What Is New in MongoDB 1.2
MongoDB 1.2 delivers a significant performance boost and introduces foundational features that make it more practical for production use. The focus is on faster indexing, better concurrency, and new query operators.
| Category | Key Changes |
|---|---|
| New Features | Index Build in Background, $or operator, unique index constraint |
| Performance | Faster index creation, improved concurrency |
| Database Commands | New dropIndexes command |
| Bug Fixes | Various stability and correctness fixes |
How did indexing get faster in 1.2?
The headline feature is background index building. Before 1.2, creating an index would lock the entire database, making it unusable during the process. This was a major operational headache for any non-trivial dataset.
Now, index creation happens in the background. The database stays responsive for reads and writes while the index is being built. In practice, this means you can add indexes to production collections without scheduling a maintenance window or worrying about downtime.
What new query capabilities were added?
Version 1.2 introduces the $or operator, a fundamental tool for building more complex queries. This
allows you to execute a query where at least one of a set of conditions must be true.
For example, you can now find documents where the status is "A" OR the priority is greater than 5:
db.collection.find({$or: [{status: "A"}, {priority: {$gt: 5}}]}). This opens up many more use cases
that were previously cumbersome or impossible to handle with a single query.
How are data integrity constraints handled?
This release adds support for unique indexes. You can now enforce uniqueness on a field's value
across all documents in a collection, a classic relational database feature that's crucial for preventing
duplicate data.
Creating one is straightforward: db.collection.ensureIndex({username: 1}, {unique: true}). The
database will then reject any insert or update that would create a duplicate username. This matters because it
moves data integrity checks from the application layer into the database itself.
What administrative commands were introduced?
A new dropIndexes command gives admins a way to manage their indexes directly. You can use it to
drop a specific index or all indexes on a collection (except the default _id index).
The syntax is simple: db.runCommand({dropIndexes: "collectionName", index: "indexName"}).

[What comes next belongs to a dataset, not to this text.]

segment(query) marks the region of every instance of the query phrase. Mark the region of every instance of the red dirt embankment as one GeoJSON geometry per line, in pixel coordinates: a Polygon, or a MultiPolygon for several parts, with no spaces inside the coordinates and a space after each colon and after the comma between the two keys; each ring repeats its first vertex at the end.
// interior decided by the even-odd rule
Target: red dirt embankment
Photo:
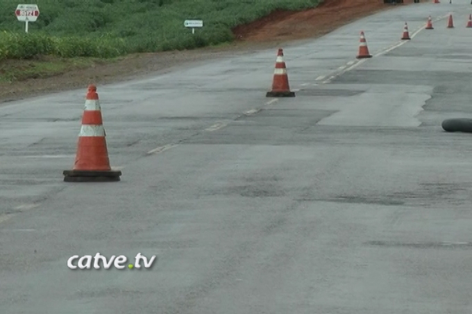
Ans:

This
provides the necessary counterpart to index creation, allowing for full lifecycle management of indexes from the
shell.
FAQ
Does background indexing affect performance while it's running?
Yes, there is still a
performance impact as the database is doing extra work. However, the key difference is that the database remains
operational for both reads and writes, unlike the complete lock in previous versions.
Can I use the $or operator with other query operators?
Absolutely. The $or
operator is designed to be composable. You can combine it with other operators like $gt or
$in within its clauses, and you can also use it alongside other top-level query conditions.
What happens if I try to create a unique index on a collection that already has
duplicates?
The index build will fail. MongoDB will not create the unique index if existing
documents in the collection violate the unique constraint. You must clean up the duplicate data first before
successfully creating the index.
Is it safe to drop indexes in production now?
Dropping an index is a fast, metadata-only
operation. It was already safe and non-blocking in previous versions. The new dropIndexes command
simply provides a standardized way to perform this action.
Should I upgrade to 1.2 for a production system?
If you need to add indexes without downtime
or require the $or and unique constraint features, then yes. Always test the upgrade with a staging
environment that mirrors your production data and workload first.